In urban areas, a typical parking space has an annualized costs (combined annualized land value and construction costs, plus operating expenses) of $500 to $1,500, and more for structured parking. Assuming 2-6 parking spaces per vehicle, parking costs total $1,000 to $4,000 per urban automobile, compared with about $1,000 spent per vehicle by all levels of government on roads. This indicates that for every dollar spent on roads, one to four dollars is spent on parking facilities, a cost that is often overlooked in transport project evaluation, for example, when considering whether to improve public transit and support transit-oriented development, which reduces vehicle ownership and use, and therefore the number of parking spaces needed in a community.
There are many reasons that Asian cities should apply vehicle ownership and use reduction policies. Asian countries are committed to Zero Deaths, an agressive traffic safety target. They currently have high traffic fatality rates, between 20 and 35 traffic deaths per 100,000 residents. This should decline as they develop and implement more traffic safety programs, but the speed and degree death rates declines will depend on their transort and land use policies. With pro-automobile policies they can expect to end up with medium-level traffic fatality rates, 10-20 deaths per 100,000 residents, as in the U.S., but with transit-orientation and strong TDM strategies, they can reduce their traffic fatality rates by an order of magnitude, below 2 deaths per 100,000 residents, as in London, Tokyo and Stockholm.
A new study by Paul J. Burke and Shuhei Nishitateno, "Gasoline Prices and Road Fatalities: International Evidence," used two decades of data for 144 countries to calculate the the gasoline price elasticity of road fatalities. The results indicate that each 10 percent increase in gasoline pump prices reduces traffic fatalities 3-6 percent. It estimates that approximately 35,000 road deaths per year could be avoided by the removal of global fuel subsidies. Such subsidies are another example of harmful policies that must be corrected to achieve planning goals.
This is actually good news. It means that applying basic economic principles, such as efficient pricing of roads and parking facilities, urban planning practices that favor people over cars, and reduced fuel subsidies, are good for economic development, safety and health, as well as environmental quality.
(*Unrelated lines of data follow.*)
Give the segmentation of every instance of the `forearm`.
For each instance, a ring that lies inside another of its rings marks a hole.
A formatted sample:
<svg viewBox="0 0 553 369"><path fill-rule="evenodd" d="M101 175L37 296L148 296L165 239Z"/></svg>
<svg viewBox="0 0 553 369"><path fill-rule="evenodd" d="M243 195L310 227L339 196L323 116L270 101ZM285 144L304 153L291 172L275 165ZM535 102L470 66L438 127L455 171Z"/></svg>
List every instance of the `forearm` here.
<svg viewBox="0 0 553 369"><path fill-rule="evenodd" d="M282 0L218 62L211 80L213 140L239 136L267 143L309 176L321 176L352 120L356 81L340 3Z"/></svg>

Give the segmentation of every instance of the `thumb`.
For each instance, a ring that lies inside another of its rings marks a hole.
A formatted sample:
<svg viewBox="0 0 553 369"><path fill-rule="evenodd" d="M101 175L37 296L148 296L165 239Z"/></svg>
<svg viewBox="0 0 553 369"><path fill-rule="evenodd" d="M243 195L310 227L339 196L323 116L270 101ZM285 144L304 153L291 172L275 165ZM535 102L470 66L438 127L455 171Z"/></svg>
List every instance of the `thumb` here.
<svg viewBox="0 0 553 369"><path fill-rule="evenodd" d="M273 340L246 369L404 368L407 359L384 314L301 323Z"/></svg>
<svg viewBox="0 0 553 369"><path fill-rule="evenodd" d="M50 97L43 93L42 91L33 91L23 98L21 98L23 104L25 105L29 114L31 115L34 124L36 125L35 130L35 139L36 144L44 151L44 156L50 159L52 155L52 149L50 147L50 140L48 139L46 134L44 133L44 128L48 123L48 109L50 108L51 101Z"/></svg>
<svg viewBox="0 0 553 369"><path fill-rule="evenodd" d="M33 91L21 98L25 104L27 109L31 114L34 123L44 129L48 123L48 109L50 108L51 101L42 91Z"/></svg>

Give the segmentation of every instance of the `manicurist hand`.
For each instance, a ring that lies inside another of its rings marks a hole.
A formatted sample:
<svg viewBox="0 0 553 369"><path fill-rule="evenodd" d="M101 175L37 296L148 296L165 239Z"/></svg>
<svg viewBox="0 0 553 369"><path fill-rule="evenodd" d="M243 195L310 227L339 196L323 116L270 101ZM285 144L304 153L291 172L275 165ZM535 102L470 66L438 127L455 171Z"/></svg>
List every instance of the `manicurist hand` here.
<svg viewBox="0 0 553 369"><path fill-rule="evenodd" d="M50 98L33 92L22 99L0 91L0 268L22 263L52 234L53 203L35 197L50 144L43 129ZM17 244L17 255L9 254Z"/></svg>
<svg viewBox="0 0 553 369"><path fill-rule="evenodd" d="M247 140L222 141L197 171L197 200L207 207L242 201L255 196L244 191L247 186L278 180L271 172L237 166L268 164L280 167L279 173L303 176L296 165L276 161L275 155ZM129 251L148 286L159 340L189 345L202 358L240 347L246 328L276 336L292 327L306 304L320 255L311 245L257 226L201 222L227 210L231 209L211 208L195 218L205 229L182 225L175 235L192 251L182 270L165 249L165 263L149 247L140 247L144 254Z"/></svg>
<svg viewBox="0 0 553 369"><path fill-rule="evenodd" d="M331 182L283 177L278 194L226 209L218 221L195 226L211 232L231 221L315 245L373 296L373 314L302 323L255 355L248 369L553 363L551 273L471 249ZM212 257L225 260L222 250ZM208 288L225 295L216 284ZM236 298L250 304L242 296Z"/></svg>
There are many specific ways to reduce the amount of land devoted to roads and parking, as discussed in my report, Pavement Buster's Guide, including many strategies that help reduce total vehicle ownership, such as the city of Toyko's requirement that owners demonstrate that they have an off-street parking space before they are allowed to register a vehicle in the city. Since residential parking is mostly unbundled, this contronts motorists with the actual cost of a parking space, which helps explain that city's low vehilce ownership rate (for more information see Paul Barter's excellent report, Parking Policy In Asian Cities.
What do you think? How should scarce urban land be allocated? How can developing cities best control economically-excessive automobile ownership and use?